It’s June 2017. The end of my bachelor’s degree. Most of my friends have their head full of future projects.
This is definitely not my case.
After failing my exams to enter a prestigious journalism school, I am still searching for what I love and what inspires me.
I decide on a whim to leave France for New Zealand. I am 21 years old at the time and I have never left the borders of Europe; this is an exciting adventure for me.
I work for three months in a restaurant as a waitress to save as much money as I can. I don’t really have plans, and I try the best I can to reassure my not-really-inspired-by-the-idea family.
The following months are spent planning, organising, buying the necessary equipment and taking care of the (boring but necessary) administration part. I was literally eating New Zealand, talking New Zealand and sleeping New Zealand.
Every preoccupation sorted; I hug my grandparents one last time at the airport before heading to the departure lounge. I leave my country not without doubts. A lot of questions are circling in my head.
I keep thinking:
What if I run out of money?
What if I can’t find a job?
Or if I don’t make friends?
Don’t succeed and have to come back to France?
Once I arrive, I am still wondering if this was a good idea, and what my journey will be made of.
Spoiler alert: Travelling solo as a woman has been one of the most rewarding experiences of my life and still is.
I made new friends, worked in a kiwi field, apple orchard and a vineyard, bought a van, travelled from the North to the South of the country, hitchhiked, camped. and so many other things I could never have imagined I’m capable of.
When I was travelling, I was living life to the fullest. To one hundred percent.
I enjoyed every little moment. With time, those little moments become memories that I still cherish today.
Beyond the amazing experience this trip gave me; living on the road made me grow. I’ve learnt not only about myself, but about the others too. I met extraordinary souls on my way. They taught me to be more compassionate; less judgmental. They made this trip undoubtedly special, and I thank them for that.

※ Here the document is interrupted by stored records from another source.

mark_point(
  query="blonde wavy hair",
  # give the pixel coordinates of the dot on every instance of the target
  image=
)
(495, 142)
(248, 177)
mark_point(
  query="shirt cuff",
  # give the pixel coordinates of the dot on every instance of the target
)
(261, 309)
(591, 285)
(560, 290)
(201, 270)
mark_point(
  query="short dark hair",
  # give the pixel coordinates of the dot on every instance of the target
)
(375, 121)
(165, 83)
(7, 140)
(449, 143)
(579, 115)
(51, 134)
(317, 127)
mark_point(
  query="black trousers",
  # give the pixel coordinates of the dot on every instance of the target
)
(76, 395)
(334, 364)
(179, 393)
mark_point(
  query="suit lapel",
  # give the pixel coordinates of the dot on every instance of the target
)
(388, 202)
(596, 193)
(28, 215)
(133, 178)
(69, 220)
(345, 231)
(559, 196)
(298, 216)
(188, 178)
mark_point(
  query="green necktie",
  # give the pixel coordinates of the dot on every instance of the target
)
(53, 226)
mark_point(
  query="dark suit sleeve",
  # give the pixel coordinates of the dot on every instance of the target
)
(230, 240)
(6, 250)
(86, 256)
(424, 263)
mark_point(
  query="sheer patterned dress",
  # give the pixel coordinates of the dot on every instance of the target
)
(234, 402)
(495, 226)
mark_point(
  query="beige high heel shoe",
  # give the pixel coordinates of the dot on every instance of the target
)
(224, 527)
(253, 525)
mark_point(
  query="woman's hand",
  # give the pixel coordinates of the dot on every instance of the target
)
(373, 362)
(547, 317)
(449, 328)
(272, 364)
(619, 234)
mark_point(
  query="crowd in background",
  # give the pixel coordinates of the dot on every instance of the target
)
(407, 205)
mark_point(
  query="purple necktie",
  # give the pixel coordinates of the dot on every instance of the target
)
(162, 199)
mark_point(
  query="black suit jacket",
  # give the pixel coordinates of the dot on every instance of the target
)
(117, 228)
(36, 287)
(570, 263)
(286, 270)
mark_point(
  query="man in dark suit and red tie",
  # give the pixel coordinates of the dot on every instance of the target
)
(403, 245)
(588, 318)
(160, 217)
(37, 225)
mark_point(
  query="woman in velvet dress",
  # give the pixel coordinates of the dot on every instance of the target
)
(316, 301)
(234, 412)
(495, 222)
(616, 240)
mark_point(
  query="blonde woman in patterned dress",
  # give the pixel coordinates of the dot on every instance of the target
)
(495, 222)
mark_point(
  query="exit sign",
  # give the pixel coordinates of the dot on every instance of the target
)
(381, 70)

Another lesson I have learnt is, I don’t need a lot to be happy. Just the essentials actually.
I spent most of my travel journey with all my stuff compacted in a 16kg backpack. A 16kg backpack that would become lighter and lighter throughout my trip. I moved from hostels, to Airbnb’s, and finally ended up in a 1994 Toyota car modestly converted into a van.

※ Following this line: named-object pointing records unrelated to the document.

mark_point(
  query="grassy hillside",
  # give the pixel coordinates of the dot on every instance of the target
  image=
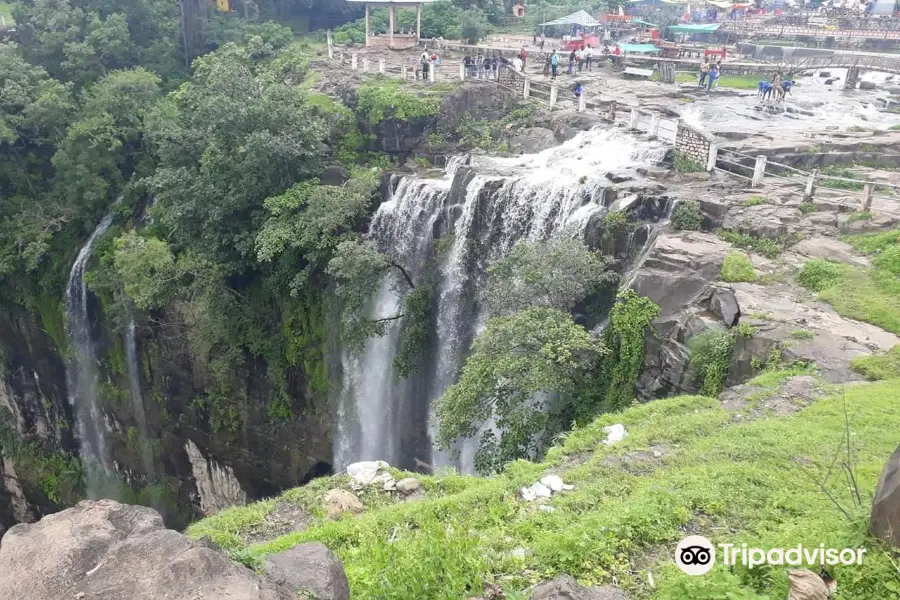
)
(733, 479)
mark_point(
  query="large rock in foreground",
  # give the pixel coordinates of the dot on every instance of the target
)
(885, 522)
(109, 551)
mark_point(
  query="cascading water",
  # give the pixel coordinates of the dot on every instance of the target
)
(137, 400)
(533, 197)
(81, 371)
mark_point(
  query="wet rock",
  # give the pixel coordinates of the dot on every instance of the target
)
(885, 520)
(725, 305)
(108, 551)
(311, 570)
(338, 501)
(408, 485)
(565, 587)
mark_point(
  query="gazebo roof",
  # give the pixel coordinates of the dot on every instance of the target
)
(576, 18)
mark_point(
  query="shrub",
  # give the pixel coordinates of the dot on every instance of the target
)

I lived in this car for the rest of my trip, and I enjoyed every bit of it. It put my life in perspective.
Do I need all these belongings back home to be happy?
Reducing the amount of unnecessary stuff in my life lifted a weight. I was lighter. It let me focus on experiences rather than superficialities. I spent more time developing better relationships and taking care of people I love.
I was spending most of my time outdoors; exploring, hiking, swimming in lakes or rivers, and it felt good. I didn’t have any internet. It was as if I suddenly was getting my head out of the water to gasp some air.
I reconnected. Not only with myself but also with the natural world. Travelling made me less selfish in a way. The grandeur of New Zealand landscapes I was facing and the richness of its biodiversity made me feel truly small and insignificant. It was humbling.
Independence and freedom are also the benefits of travelling solo. Life wasn’t dictated by any rules.
I could eat when I was hungry, sleep when I was tired, or do whatever I wanted. I was making my own decisions. By having to count only on myself, I had to figure out everyday life alone. Opportunities started naturally to come up, and people met unexpectedly became friends.
Instead of being a spectator to my life, I was living it.
When I looked back at what I did, I have this feeling of pride inflating in my chest. I grew and discovered so much.
When I start to doubt myself, I try to think of this experience.
I try to remember that a 21 year old young woman—who has never travelled that far before—organised this whole trip by herself; by simply following her desire to see the world.
She just left, not really sure about the future, but confident it was somehow the right decision.